Fig. 9 – Photo aérienne du Rhône (IGN Remonter le temps, 1996)

 

Si ces aspects ne sont pas véritablement mis en avant, les aménagements paysagers occupent une place importante du travail de communication de la COURLY sur la réalisation du périphérique nord et de la Cité internationale. Ainsi, dans une plaquette intitulée « Le Rhône et son paysage » faisant la promotion d’une exposition organisée en octobre 1993, la COURLY présente son projet d’aménagement des berges du Rhône entre le pont Poincaré et le pont Winston-Churchill. La réalisation est assurée par deux grandes figures des projets de paysage, Michel Corajoud et Alain Provost. Sélection d’espèces d’arbres, aménagement d’un parc public dans le quartier de Saint-Clair et déploiement d’une passerelle piéton entre ce même quartier et l’autre rive du Rhône, vers la Cité internationale, aménagement de places piétonnes et de pistes cyclables, mise en place d’une zone de frai pour les poissons, tout est pensé pour permettre aux citadins de « vivre au rythme du fleuve » (AMétro, 2381W006, « Le Rhône et son paysage », 1993).

 

La plaquette en question évoque le cas de la Feyssine qui doit intégrer ce dispositif de « retour au fleuve » en affirmant que si elle était jusqu’à présent « urbanisable, [elle] est classée zone naturelle ». Ce passage permet d’évoquer les visions divergentes entre Charles Hernu et Michel Noir sur la place de la Feyssine dans l’agglomération : si du point de vue du premier, il doit y avoir une continuité logique entre « Villa urbana » et la Cité internationale, le second est réticent à cette idée à un moment où il avance l’idée d’une « coulée verte » reliant le parc Miribel-Jonage au nord-est de l’agglomération, jusqu’au parc de la Tête-d’Or dans le centre, en passant par les espaces naturels de la Feyssine dont l’avenir est encore incertain au tout début des années 1990. Le « Plan Bleu » offre ainsi une forme de traduction à ce projet qui permet aussi de compenser les impacts paysagers, visuels et environnementaux des aménagements de la Cité internationale et du périphérique nord.

 

Plus marquant sans doute sont les projets paysagers plus localisés qui doivent se déployer au niveau des échangeurs intra-urbains, comme à Vaise, où l’aménagement du raccordement au périphérique nord doit donner lieu au déboisement de la colline de la Vernique, située au nord-est du quartier.

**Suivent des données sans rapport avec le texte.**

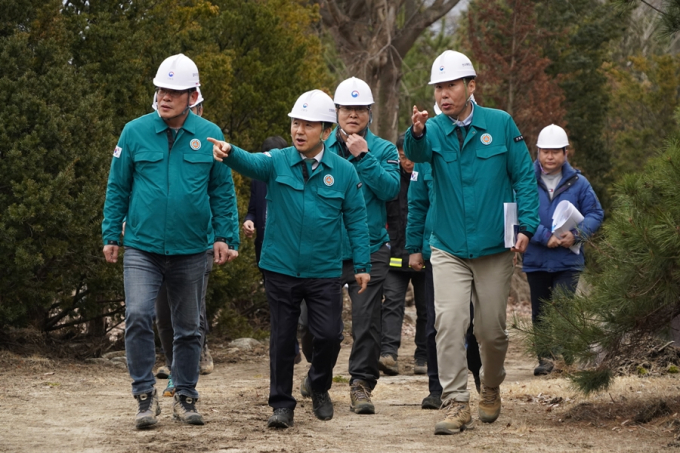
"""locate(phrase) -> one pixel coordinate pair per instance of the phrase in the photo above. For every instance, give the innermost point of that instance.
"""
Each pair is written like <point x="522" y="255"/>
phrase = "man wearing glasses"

Il est ainsi prévu de reboiser entièrement la colline, sur la base d’une étude paysagère, en étageant des plantations sur plusieurs séries de plateformes : l’objectif affirmé est ainsi d’embellir un projet routier d’envergure qui marque l' »entrée de ville et doit donner l’image de la Cité […] l’automobiliste abordant la ville doit être imprégné d’une ambiance digne d’une grande métropole ». Le maire d’Ecully, Jean Rigaud, continue en reconnaissant que « la première étape de réalisation de l’ouvrage débute par un chantier quelque peu pénalisant pour l’environnement » mais néanmoins compensé par « une étude paysagère poussée » qui doit apporter « un plus qualitatif et quantitatif indéniable sur l’ensemble du site ». Sont mis en avant la sélection des espèces végétales pour l’aménagement paysager, le soin apporté à leur disposition, mais également, les aspects plus concrets du rôle fonctionnel de tels aménagements qui visent à « faire écran visuel et d’amortir les bruits existants pour les habitations voisines » (AMétro, 2381W001, « Bonjour Ecully », juin 1993).